First the document element has to be taken from the builder. This will be an instance of OMElement. Then you can call either it's getChildren() method as this particular XML only has Person element, or retrieve children which has a given QName. Code listing 2 demonstrates the second method of accessing children by searching for a QName.

Code Listing 2 - Retrieving children of a given QName

OMElement documentElement = stAXOMBuilder.getDocumentElement();

QName employeeQName = new QName("https://www.axiom.org/article/oxygentank", "Employee");
Iterator employeeElementsIter = documentElement.getChildrenWithName(employeeQName);

You will notice that most of the methods will have QName or OMNamespace (AXIOM's representation of a namespace) as a parameter as we are in the practise of promoting the use of namespaces everywhere.

documentElement.getChildrenWithName(employeeQName) will return an iterator of all the children elements of the document element which has the employeeQName. The beauty of the parser here is that the iterator returned does not have information, until it is being asked for. The iterator asks the builder to build if iterator needs information. There are lots of enhancements like this within AXIOM, to make it as light weight as possible, yet not compromising performance.

Having got hold of the iterator let's iterate through them and print out the names of the employees.

Code Listing 3 - Iterating over children and retrieving children

    while (employeeElementsIter.hasNext()) {
OMElement employee = (OMElement) employeeElementsIter.next();
OMElement name = employee.getFirstChildWithName(new QName("Name"));
System.out.println("EmployeeName = " + name.getText());
}

<Name> element, which is a child of the <Employee> contains the name of the employee. Retrieve the <Name> element by calling employee.getFirstChildWithName(new QName("Name")) . The advantage here is that, if you know you want to get the first occurrence of a particular element, then calling getFirstChildWithName() becomes handy.

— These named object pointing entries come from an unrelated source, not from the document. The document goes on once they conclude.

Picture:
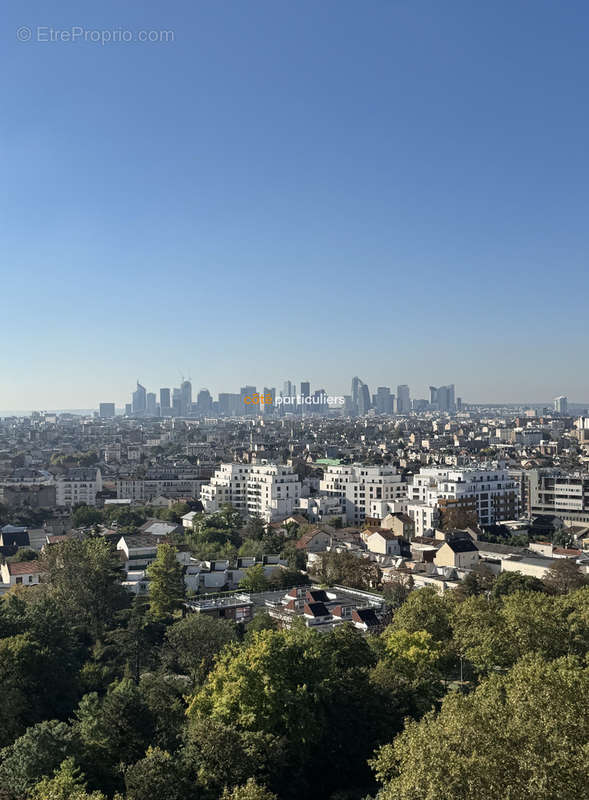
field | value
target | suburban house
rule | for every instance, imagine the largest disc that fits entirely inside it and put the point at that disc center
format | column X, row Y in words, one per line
column 382, row 541
column 458, row 551
column 315, row 541
column 25, row 573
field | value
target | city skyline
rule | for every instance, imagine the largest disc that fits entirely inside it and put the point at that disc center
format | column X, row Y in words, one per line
column 410, row 184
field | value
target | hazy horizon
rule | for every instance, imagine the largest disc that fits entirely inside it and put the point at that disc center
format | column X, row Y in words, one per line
column 397, row 191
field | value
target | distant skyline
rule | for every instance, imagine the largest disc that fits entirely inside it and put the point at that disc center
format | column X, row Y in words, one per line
column 315, row 190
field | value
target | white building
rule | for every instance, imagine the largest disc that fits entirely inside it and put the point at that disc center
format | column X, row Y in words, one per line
column 360, row 487
column 491, row 493
column 78, row 485
column 271, row 491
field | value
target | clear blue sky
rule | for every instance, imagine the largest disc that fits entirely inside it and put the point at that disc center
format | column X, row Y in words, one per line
column 309, row 190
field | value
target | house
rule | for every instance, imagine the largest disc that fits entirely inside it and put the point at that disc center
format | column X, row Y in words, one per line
column 458, row 551
column 188, row 519
column 25, row 573
column 400, row 523
column 158, row 527
column 14, row 536
column 382, row 541
column 315, row 541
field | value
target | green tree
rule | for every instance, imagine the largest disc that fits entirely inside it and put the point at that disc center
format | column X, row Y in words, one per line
column 38, row 752
column 166, row 588
column 251, row 790
column 68, row 783
column 193, row 643
column 157, row 776
column 397, row 590
column 425, row 610
column 86, row 581
column 85, row 516
column 254, row 580
column 516, row 736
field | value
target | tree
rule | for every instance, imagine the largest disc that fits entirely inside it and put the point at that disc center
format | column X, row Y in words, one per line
column 254, row 580
column 564, row 576
column 255, row 528
column 86, row 581
column 38, row 752
column 68, row 783
column 251, row 790
column 166, row 588
column 397, row 590
column 113, row 729
column 86, row 516
column 193, row 643
column 157, row 776
column 425, row 610
column 511, row 582
column 516, row 736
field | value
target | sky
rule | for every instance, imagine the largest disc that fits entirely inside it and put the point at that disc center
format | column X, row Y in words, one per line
column 304, row 190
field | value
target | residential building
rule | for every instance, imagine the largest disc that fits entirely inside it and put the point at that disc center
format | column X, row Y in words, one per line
column 490, row 493
column 106, row 410
column 358, row 486
column 270, row 491
column 78, row 485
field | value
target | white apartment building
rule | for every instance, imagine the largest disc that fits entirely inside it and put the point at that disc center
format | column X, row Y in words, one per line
column 143, row 489
column 360, row 487
column 271, row 491
column 78, row 485
column 491, row 493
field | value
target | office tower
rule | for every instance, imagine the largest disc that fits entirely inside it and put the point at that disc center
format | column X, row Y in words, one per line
column 165, row 407
column 204, row 402
column 442, row 398
column 403, row 399
column 383, row 400
column 247, row 408
column 151, row 406
column 106, row 410
column 139, row 402
column 364, row 399
column 356, row 383
column 185, row 398
column 561, row 405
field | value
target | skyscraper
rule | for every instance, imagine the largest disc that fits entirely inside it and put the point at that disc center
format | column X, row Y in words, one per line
column 356, row 383
column 363, row 399
column 106, row 410
column 165, row 407
column 383, row 400
column 561, row 405
column 403, row 399
column 204, row 402
column 139, row 402
column 185, row 398
column 151, row 406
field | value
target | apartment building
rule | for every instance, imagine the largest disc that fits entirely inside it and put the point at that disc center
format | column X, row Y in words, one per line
column 491, row 493
column 159, row 484
column 78, row 485
column 360, row 487
column 552, row 491
column 271, row 491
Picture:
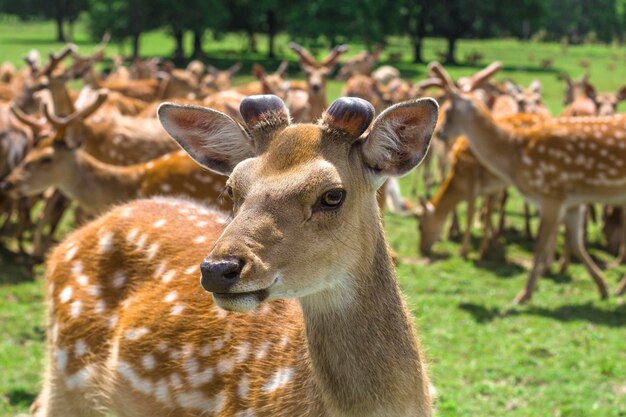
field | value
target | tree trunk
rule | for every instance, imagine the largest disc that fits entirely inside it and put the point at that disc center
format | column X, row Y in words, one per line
column 252, row 47
column 197, row 44
column 417, row 50
column 136, row 44
column 60, row 33
column 271, row 34
column 451, row 50
column 179, row 52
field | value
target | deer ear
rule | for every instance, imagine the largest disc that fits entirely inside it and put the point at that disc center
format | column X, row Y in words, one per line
column 400, row 137
column 211, row 138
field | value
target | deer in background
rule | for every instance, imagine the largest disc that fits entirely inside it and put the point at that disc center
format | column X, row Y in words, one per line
column 289, row 329
column 316, row 73
column 560, row 165
column 578, row 99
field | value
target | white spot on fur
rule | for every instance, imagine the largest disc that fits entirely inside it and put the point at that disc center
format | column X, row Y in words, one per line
column 170, row 297
column 119, row 279
column 99, row 307
column 139, row 384
column 225, row 365
column 76, row 308
column 244, row 387
column 137, row 333
column 169, row 276
column 148, row 362
column 80, row 348
column 152, row 251
column 66, row 294
column 200, row 240
column 177, row 309
column 159, row 223
column 71, row 252
column 106, row 242
column 61, row 355
column 278, row 380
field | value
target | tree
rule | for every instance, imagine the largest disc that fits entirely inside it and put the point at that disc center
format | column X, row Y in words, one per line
column 124, row 19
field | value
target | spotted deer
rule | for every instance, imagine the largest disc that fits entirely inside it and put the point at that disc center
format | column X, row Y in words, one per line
column 559, row 165
column 96, row 186
column 306, row 317
column 316, row 73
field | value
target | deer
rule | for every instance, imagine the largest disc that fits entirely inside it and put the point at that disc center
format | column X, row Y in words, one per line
column 578, row 97
column 288, row 329
column 316, row 73
column 559, row 165
column 96, row 186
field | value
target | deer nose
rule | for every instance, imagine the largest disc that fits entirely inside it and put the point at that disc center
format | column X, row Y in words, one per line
column 5, row 186
column 220, row 276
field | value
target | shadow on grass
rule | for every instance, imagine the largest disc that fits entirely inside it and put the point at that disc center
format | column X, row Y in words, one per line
column 21, row 397
column 14, row 268
column 614, row 317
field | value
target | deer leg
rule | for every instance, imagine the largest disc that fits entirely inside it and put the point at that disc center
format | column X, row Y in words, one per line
column 575, row 221
column 488, row 230
column 502, row 215
column 467, row 235
column 621, row 254
column 527, row 232
column 548, row 227
column 621, row 289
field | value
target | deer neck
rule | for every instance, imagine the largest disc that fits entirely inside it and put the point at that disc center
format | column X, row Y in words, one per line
column 448, row 196
column 365, row 358
column 317, row 101
column 61, row 99
column 96, row 186
column 494, row 146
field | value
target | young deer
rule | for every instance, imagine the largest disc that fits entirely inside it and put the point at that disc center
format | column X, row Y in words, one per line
column 559, row 165
column 97, row 186
column 316, row 73
column 306, row 317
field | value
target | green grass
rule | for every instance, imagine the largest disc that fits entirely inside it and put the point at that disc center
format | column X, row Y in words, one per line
column 562, row 355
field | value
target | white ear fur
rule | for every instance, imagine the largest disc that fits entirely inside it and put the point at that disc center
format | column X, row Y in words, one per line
column 400, row 137
column 211, row 138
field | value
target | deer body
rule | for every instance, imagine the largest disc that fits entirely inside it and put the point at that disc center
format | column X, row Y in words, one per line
column 291, row 329
column 559, row 165
column 96, row 186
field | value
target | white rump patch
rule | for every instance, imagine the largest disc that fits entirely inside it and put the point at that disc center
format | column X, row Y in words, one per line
column 135, row 334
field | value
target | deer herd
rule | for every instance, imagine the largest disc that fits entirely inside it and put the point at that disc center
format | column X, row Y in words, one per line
column 269, row 195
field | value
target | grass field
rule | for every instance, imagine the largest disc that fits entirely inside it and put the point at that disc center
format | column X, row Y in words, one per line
column 563, row 355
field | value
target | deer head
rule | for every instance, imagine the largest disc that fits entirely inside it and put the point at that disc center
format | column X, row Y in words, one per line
column 45, row 165
column 296, row 184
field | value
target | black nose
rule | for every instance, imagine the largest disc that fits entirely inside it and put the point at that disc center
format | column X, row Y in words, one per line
column 219, row 276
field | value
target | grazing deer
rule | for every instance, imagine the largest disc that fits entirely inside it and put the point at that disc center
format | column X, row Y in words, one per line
column 96, row 186
column 578, row 97
column 306, row 316
column 316, row 73
column 559, row 165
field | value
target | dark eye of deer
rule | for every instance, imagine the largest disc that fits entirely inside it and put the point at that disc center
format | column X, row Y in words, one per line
column 229, row 191
column 332, row 200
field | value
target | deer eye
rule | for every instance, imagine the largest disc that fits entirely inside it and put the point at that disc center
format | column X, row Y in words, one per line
column 229, row 191
column 331, row 200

When you have the <Name>, simply calling the getText() method gives you the text content of that element, which is the name of the employee.

Code listing 4 demonstrates the way to access the attributes of an OMElement.

Code Listing 4 - Accessing Attributes

    while (employeeElementsIter.hasNext()) {

// get the employee element
OMElement employee = (OMElement) employeeElementsIter.next();

// get the address of the employee
OMElement address = employee.getFirstChildWithName(new QName("Address"));

// get the name of the employee
String employeeName = employee.getFirstChildWithName(new QName("Name")).getText();

// get the address type by looking at the type attribute in Address element
String addressType = address.getAttributeValue(new QName("type"));

System.out.println("Employee " + employeeName + "'s Address a " + addressType + " address");
}

Accesssing attributes inside an element is similar to accessing children of the element. If you want to retrieve the value of an attribute of a known name, then calling getAttributeValue(attrQName) will do it. AXIOM has the notion of OMAttribute to represent the QName and the value of the attribute. Let's explore more about OMAttributes when we try to create an AXIOM tree, programmatically.

Serializing

AXIOM gets input using the XMLStreamReader of StAX API, and outputs the result using the XMLStreamWriter interface of StAX API. But we have overridden the toString() method of the OMElement so that you don't need to worry about XMLStreamWriter (See code listing 5). But if you want to output your OM tree to an output stream directly, then you might want to consider using XMLStreamWriter (See code listing 6).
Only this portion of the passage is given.